The effect of variable selection on the non-linear modelling of oestrogen receptor binding
Abstract
Oestrogen Receptor Binding Affinity (RBA) is often used as a measure of the oestrogenicity of endocrine disrupting chemicals. Quantitative Structure-Activity Relationship (QSAR) modelling of the binding affinities has been performed by three-dimensional approaches such as Comparative Molecular Field Analysis (CoMFA). Such techniques are restricted, however, for chemically diverse sets of chemicals as the alignment of molecules is complex. The aim of the present study was to use non-linear methods to model the RBA to the oestrogen receptor of a large diverse set of chemicals. To this end, various variable selection methods were applied to a large group of descriptors. The methods included stepwise regression, partial least squares and recursive partitioning (Formal Inference Based Recursive Modelling, FIRM). The selected descriptors were used in Counter-Propagation Neural Networks (CPNNs) and Support Vector Machines (SVMs) and the models were compared in terms of the predictivity of the activities of an external validation set.
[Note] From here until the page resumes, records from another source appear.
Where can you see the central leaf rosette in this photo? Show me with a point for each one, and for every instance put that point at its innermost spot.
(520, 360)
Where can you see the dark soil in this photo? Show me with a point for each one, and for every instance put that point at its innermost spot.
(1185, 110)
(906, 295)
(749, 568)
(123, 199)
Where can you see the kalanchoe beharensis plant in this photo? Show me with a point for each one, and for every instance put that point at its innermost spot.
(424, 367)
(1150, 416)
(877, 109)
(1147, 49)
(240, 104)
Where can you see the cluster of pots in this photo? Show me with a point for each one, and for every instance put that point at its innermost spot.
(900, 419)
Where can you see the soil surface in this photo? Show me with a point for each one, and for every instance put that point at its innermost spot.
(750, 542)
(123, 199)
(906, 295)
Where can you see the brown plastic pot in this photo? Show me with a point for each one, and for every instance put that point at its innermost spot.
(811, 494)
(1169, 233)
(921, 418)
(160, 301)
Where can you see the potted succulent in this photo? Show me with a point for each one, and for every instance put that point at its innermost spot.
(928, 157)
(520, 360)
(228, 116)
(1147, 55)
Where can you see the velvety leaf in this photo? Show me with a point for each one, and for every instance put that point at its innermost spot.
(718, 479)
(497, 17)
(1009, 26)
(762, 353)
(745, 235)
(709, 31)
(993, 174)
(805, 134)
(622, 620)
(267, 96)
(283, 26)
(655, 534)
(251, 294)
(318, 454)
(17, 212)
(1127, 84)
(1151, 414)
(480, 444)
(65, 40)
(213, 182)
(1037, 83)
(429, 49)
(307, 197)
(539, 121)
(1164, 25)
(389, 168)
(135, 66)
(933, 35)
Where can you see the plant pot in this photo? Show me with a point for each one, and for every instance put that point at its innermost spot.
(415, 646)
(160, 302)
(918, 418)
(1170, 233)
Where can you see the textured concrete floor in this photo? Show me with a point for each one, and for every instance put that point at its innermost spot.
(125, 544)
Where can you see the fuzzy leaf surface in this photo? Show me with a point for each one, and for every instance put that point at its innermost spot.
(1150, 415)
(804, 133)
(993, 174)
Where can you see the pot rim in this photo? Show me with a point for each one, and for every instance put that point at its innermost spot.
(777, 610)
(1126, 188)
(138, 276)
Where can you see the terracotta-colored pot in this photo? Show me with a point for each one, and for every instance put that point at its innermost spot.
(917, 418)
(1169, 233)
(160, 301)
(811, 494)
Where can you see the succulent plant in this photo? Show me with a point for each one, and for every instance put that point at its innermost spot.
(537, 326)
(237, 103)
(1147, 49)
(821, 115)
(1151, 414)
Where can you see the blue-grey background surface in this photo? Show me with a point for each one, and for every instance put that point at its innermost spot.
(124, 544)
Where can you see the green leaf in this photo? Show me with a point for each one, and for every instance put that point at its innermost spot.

The results showed that although there was a certain degree of similarities between the structural descriptors selected by different methods, the predictive power of the CPNN and SVM models varied. Although the variables selected by stepwise regression led to poor CPNN models they resulted in the best SVM model in terms of predictivity. The parameters selected by some of the FIRM methods were superior in CPNN.